If you live in the United States, you might want to give the First Amendment of our Constitution a sloppy wet kiss today. Meanwhile, in Thailand, a factory worker is facing 37 years in prison for making a “sarcastic” social media post about the king’s dog.
That’s right, Thanakorn Siripaiboon allegedly said something silly about a dog and he could be spending almost four decades behind bars because of it.
In Thailand, it is against the law to insult any member of the royal family — including the king, the queen or their heirs — but this appears to be the first time that restriction has been stretched to include four-legged members of the household, according to The New York Times.
“I never imagined they would use the law for the royal dog,” Thanakorn’s attorney Anon Numpa told the Times. “It’s nonsense.”
(It’s not nonsense in Thailand; they take this issue so seriously, that the Thai version of the New York Times even refused to print the story discussing Thanakorn’s case).

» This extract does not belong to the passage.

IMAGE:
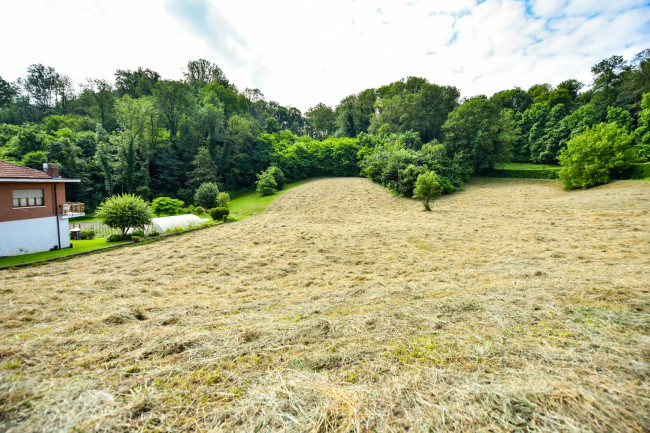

— Thomas Fuller (@thomasfullerNYT) December 14, 2015
King Bhumibol Adulyade adopted the dog, Tongdaeng (also known as Copper), after he saw her in an alleyway. The dog reportedly has become so revered that the Thai media uses the term “khun” when it discusses her, a word that roughly translates to mean “ma’am.” In 2002, King Bhumibol wrote a book about the dog, which sold out within hours of its release. She is also the subject of a just-released animated film, called Khun Tongdaeng: The Inspiration. (We can only imagine how glowing the reviews of the movie are… because they have to be).
Thanakorn was arrested at his home last week and presumably remains in custody. Exactly what Thanakorn said to insult the dog has not been made public. The authorities have not yet set a date for his indictment, trial or sentencing.